Dabei hatte der FC St. Pauli lange mit dem Hamburger Senat verhandelt, um
eine 3G-Lösung zu erreichen, nach der auch ein negativer Coronatest den
Eintritt ins Stadion ermöglicht hätte. Letztlich erlaubte die Stadt erst
unter 2G-Bedingungen eine zunehmende Stadionauslastung. Sie ebnete auch
der Rückkehr der Ultras den Weg, die zunächst ihrerseits Heimspiele
boykottiert hatten, an denen sie wegen der Abstandsregeln nicht in voller
Stärke hätten teilnehmen können. Gegen Rostock waren schon gut 22.000 der
über 30.000 Plätze besetzt. Aber eben nur von St.-Pauli-Anhängern.
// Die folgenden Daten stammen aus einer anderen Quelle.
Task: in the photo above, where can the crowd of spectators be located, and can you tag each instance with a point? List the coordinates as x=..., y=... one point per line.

## Im Fußball geht es oft um einfache Botschaften
Warum das Rostock-Spiel dennoch ein Risikospiel blieb? Dafür sprechen
einerseits Erfahrungen aus früheren Jahren, in denen der Stadtteil St.
Pauli ein einziges Schlachtfeld gewesen war, ohne dass mehr als ein loser
Bezug zum Besitz von Eintrittskarten fürs Stadion erkennbar war.
Auch diesmal wollten die Rostocker Fans trotz Abwesenheit die
Deutungshoheit nicht den St. Paulianern überlassen, setzten im Vorfeld
Duftmarken. Sie bemalten nicht nur die Davidtreppe mit ihren Farben, durch
ihre Lage unweit der ehemals besetzten Hafenstraßen-Häuser ein maximal
politisch aufgeladener Ort, den auch HSV-Anhänger regelmäßig kolorieren.
Schon Tage vor dem Spiel hatten mutmaßlich Rostocker Fans ein Transparent
mit dem Slogan „Pauli-Schweine!“ über eine Autobahnbrücke gespannt, daneb…
einen Schweinekopf gehängt. Im Fußball geht es oft um einfache Botschaften.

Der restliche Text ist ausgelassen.